Fact Sheet

Payday lending harms families and communities across Alabama

Every year, underregulated payday lenders drain tens of millions of dollars from Alabama communities. These financial predators use some of that money to pay a fleet of lobbyists and fund legislative campaigns against reform. They have preserved the status quo even though nearly three in four Alabamians support abolishing predatory payday loans.

There are more payday and auto title lenders in Alabama than hospitals, high schools, movie theaters and county courthouses combined. Their business model depends on churning a profit out of desperate, financially fragile customers. And Alabama provides them with plenty. About 15% of Alabamians – nearly one in seven people in our state – live at or below the poverty line.

Payday lenders are on track to pull about $1 billion in fees out of Alabama communities over the next decade. Nearly all of their profits will flow to out-of-state companies. And these profits come out of the pockets of borrowers who already struggle to make ends meet. Until the Legislature acts, the scourge of predatory payday loans will continue to devastate thousands of family budgets and local economies.

Legalized usury

Many states have interest rate caps that prevent usury in lending generally. But in Alabama, payday loans aren’t governed by state laws that cover other loans. Instead, payday lenders are allowed to charge a $17.50 “loan origination” fee per $100 they lend. At the most common loan period of 14 days, this is an annual percentage rate (APR) of 456%.
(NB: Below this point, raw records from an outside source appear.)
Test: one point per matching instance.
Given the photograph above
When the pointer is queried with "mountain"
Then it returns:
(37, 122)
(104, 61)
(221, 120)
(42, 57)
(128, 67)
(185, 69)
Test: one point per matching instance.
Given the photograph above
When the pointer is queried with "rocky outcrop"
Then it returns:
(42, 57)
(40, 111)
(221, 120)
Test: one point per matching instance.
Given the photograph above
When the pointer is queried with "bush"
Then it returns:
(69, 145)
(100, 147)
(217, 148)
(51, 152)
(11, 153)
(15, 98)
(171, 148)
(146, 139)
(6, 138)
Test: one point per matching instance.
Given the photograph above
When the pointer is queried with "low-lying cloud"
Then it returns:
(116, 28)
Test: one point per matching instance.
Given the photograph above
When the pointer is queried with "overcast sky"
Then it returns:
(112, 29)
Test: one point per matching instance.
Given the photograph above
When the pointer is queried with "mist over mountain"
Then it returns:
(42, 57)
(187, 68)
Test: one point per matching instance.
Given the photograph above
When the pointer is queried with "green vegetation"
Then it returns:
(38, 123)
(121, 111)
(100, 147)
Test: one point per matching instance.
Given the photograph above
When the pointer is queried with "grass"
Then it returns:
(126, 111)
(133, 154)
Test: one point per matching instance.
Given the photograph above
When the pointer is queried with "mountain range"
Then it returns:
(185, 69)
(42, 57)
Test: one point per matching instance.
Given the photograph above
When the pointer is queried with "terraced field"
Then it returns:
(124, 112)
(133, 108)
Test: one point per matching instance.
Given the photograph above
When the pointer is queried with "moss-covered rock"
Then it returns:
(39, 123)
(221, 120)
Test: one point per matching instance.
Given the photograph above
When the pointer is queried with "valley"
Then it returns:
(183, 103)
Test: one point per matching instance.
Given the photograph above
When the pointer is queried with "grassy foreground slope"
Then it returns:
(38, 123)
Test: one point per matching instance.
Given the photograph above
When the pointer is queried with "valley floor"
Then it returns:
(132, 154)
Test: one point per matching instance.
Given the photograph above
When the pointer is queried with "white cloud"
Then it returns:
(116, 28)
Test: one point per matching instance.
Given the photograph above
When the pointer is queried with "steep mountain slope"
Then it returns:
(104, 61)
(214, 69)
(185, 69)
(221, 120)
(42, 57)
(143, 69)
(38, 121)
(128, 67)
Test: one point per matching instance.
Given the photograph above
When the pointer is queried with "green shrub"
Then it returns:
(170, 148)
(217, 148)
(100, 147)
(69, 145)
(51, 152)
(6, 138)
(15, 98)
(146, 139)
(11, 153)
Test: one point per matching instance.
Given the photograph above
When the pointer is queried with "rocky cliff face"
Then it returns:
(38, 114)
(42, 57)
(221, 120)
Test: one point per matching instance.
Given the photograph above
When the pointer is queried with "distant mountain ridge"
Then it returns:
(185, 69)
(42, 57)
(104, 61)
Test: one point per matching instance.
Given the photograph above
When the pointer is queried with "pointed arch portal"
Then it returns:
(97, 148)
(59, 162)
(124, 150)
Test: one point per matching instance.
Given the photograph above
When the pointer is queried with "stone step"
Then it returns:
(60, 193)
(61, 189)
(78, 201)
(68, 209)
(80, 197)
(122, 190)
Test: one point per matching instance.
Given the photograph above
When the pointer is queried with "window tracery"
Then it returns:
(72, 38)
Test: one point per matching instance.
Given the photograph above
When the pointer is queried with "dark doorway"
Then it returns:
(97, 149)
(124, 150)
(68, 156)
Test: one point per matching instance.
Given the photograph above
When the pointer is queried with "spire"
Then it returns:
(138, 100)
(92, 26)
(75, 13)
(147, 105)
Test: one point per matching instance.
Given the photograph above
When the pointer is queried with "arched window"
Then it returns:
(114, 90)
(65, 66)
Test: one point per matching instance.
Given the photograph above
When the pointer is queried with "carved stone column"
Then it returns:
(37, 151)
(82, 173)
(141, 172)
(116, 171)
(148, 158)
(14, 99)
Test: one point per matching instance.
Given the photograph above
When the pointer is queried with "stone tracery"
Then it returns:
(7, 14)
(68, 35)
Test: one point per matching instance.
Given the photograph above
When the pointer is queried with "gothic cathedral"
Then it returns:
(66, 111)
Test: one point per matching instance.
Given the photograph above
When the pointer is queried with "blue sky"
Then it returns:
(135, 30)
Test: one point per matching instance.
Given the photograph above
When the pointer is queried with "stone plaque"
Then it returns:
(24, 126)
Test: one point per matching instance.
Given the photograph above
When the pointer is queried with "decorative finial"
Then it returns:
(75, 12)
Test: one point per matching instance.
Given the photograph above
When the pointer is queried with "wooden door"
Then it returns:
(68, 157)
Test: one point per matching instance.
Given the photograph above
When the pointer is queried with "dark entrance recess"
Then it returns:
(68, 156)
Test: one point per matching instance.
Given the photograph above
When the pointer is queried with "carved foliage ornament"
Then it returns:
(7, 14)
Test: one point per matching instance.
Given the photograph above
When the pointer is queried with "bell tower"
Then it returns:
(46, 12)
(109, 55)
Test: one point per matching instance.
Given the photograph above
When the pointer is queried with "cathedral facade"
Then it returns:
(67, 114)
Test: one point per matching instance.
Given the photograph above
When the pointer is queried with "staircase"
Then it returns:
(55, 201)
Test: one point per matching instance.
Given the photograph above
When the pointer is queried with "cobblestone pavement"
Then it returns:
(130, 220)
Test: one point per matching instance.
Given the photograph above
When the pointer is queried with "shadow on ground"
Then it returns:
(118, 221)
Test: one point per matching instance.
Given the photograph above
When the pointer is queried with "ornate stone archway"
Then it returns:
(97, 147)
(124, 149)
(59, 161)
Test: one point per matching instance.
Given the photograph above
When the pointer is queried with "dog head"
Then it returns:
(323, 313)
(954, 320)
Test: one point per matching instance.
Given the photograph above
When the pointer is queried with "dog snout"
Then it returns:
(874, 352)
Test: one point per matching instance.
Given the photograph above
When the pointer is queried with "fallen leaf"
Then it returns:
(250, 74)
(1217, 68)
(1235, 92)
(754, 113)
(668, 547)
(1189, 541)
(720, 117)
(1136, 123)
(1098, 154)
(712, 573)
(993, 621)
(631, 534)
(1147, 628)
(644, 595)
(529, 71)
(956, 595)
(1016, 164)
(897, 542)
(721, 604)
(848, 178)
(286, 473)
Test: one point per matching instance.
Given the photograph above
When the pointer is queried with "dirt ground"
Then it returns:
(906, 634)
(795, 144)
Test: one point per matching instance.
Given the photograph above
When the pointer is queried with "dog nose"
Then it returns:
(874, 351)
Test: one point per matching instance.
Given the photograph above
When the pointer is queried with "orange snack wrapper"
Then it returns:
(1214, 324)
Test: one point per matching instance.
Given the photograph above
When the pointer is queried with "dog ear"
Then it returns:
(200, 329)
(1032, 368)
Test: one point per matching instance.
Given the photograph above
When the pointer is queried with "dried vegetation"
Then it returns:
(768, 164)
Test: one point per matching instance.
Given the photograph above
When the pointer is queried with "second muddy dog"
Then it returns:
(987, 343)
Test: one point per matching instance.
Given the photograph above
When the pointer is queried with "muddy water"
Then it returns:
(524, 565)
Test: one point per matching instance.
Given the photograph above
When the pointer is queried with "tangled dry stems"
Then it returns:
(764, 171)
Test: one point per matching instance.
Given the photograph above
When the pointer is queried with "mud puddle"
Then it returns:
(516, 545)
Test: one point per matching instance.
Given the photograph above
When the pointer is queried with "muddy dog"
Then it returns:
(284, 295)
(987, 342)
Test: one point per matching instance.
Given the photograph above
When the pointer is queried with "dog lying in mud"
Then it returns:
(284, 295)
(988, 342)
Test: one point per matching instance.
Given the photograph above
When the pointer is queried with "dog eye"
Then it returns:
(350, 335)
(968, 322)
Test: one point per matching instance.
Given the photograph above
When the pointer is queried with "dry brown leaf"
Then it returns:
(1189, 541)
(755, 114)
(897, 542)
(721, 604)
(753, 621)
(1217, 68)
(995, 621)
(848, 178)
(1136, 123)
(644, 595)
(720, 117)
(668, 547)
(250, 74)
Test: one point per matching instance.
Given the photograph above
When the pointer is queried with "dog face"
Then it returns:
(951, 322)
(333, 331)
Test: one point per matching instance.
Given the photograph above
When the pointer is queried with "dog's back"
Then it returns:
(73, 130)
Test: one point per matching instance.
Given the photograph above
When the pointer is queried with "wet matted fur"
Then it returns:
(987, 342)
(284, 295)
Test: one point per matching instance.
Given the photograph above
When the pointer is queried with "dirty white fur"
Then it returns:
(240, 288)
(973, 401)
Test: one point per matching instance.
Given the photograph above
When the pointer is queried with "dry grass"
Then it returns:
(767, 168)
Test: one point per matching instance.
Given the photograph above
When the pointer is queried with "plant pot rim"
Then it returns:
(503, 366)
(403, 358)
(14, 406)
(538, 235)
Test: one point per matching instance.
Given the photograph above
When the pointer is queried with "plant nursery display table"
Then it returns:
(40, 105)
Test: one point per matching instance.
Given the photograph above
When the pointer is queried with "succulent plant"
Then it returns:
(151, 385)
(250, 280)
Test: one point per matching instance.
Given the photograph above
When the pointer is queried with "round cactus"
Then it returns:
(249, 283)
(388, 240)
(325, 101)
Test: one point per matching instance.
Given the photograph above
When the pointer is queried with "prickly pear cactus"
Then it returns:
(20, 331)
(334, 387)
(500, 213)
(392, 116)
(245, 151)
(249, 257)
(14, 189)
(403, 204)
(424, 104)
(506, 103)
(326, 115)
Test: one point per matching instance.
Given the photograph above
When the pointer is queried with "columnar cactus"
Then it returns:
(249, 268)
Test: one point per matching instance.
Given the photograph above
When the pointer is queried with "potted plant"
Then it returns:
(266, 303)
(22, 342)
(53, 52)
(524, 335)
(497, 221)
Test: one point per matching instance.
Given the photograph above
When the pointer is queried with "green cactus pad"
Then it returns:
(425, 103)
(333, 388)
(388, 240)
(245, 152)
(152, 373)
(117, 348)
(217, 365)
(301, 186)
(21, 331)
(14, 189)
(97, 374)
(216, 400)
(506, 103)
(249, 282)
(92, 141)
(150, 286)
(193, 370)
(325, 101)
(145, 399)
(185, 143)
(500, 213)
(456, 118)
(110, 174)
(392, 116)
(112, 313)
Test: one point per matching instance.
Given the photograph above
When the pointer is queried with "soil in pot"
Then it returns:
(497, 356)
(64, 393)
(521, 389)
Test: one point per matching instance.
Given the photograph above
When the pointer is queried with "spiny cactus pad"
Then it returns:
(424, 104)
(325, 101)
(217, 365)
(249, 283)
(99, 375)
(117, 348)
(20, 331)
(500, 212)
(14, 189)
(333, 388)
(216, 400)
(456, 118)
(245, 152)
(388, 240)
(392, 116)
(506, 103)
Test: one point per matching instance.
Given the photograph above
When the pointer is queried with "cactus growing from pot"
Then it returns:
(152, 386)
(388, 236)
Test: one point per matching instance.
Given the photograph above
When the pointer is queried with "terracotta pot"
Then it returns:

Eighteen states and the District of Columbia have abolished predatory payday lending by setting interest rates far below Alabama’s rate. Many of those rate caps are 36% APR, which would match the allowable rate for other loans in Alabama. It also would match the rate cap that Congress set for military members and their families in 2006.

Other Southern states already have recognized the predatory nature of these businesses and stopped these abusive practices. Arkansas and Georgia both prohibit triple-digit interest rates, as the people of Alabama want the Legislature to do.

Straightforward solutions require political will

Alabama has a menu of policy options to protect borrowers and rein in high-cost payday lending. Those solutions include:

  • Cap the interest rates on all consumer loans in Alabama at 36% APR. This would broaden the protections that military borrowers already have to our entire population. This is Alabama Arise’s top legislative recommendation on this issue.
  • Allow borrowers to pay loans off in installments. This would help people reduce debt more gradually and sustainably instead of forcing them to pay a loan off all at once.
  • Cut the fee for originating a loan from the current $17.50 per $100. This change would lessen payday loans’ financial burden on borrowers.
  • Require payday lenders to ensure borrowers’ ability to repay before making a loan. This would reduce the risk that borrowers become trapped in cycles of deep debt.
  • Give borrowers 30 days to repay payday loans. This would cut the effective APR from 456% for a 14-day loan to about 220% for a 30-day loan.

Bottom line

Momentum for stronger consumer protections is building at the federal level, but a rate cap for payday loans is ultimately up to state lawmakers. Payday lending reform advocates must continue building public pressure and support to protect struggling families and strengthen communities across Alabama.